Japanese manufacturers are reaping the benefits of stronger global demand, but strong currencies in Britain and the euro zone have capped the pace of expansion there, surveys of purchasing executives show.
The NTC Research Eurozone Purchasing Managers’ Index was flat at 51.9 in February, according to recent data, whilst the British gauge was also unchanged from January at 51.8.
By contrast the Japanese PMI rose to a four-month high of 51.7, boosted by buoyant overseas demand.
“There is some evidence that companies in China and the US are beginning to restock and increase capital expenditure,” said Chris Williamson, chief economist at NTC Research, which compiles the European and Japanese surveys.
Manufacturers in Russia, the Czech Republic and Hong Kong also profited from a brighter world outlook, according to their national PMIs.
Growth in the US manufacturing sector is also expected to have picked up in February.
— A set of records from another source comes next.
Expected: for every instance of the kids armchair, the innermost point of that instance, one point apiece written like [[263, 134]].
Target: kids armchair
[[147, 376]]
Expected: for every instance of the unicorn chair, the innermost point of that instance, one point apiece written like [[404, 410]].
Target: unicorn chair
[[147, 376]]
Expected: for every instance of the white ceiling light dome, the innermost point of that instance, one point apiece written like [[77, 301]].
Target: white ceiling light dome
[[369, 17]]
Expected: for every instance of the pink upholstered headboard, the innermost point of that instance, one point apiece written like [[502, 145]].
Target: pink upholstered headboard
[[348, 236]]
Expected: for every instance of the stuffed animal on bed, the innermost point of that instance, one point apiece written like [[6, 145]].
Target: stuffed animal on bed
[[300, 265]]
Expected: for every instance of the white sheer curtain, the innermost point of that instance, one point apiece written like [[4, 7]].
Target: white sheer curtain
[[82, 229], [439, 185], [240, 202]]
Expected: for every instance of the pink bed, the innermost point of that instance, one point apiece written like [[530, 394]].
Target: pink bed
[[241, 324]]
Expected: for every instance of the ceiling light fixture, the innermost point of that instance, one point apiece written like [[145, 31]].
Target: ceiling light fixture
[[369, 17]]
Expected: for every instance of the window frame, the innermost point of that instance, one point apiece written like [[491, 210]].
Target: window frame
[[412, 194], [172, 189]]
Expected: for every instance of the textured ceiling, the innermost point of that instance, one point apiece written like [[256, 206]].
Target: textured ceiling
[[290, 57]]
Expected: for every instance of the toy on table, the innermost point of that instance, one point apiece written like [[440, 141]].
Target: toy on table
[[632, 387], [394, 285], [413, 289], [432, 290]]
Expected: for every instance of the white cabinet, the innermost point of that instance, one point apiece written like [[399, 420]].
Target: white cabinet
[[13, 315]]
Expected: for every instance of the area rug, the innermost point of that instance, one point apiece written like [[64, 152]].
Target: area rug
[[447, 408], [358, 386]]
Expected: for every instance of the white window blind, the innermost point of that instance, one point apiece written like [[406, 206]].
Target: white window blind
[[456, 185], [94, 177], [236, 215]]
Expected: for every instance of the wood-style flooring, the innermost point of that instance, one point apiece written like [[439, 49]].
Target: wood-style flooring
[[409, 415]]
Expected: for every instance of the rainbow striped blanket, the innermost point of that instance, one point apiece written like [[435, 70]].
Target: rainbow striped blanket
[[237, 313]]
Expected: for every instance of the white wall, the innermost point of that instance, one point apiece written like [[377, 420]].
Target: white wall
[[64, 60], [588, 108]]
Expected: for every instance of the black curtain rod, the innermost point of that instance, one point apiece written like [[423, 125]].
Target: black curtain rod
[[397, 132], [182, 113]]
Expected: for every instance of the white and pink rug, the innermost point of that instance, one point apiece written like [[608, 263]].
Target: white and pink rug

The Institute for Supply Management’s manufacturing index, is estimated to have edged up to 57.0 from January’s 56.4.
But euro zone manufacturers have felt only limited benefits from better global demand as the strength of the euro makes their goods less appealing to foreign buyers.
“The market is focusing on the ... comparison between euro land and the US,” said Ian Stannard BNP Paribas in London. “We could get quite a good (ISM) number, which would see the dollar gaining some further near-term support against the euro.”
British manufacturers reported a fall in new export orders for the second month running. “The (British) PMI survey was disappointing, showing no rebound from weak January numbers with exports remaining under the 50 level,” said Philip Shaw at Investec in London.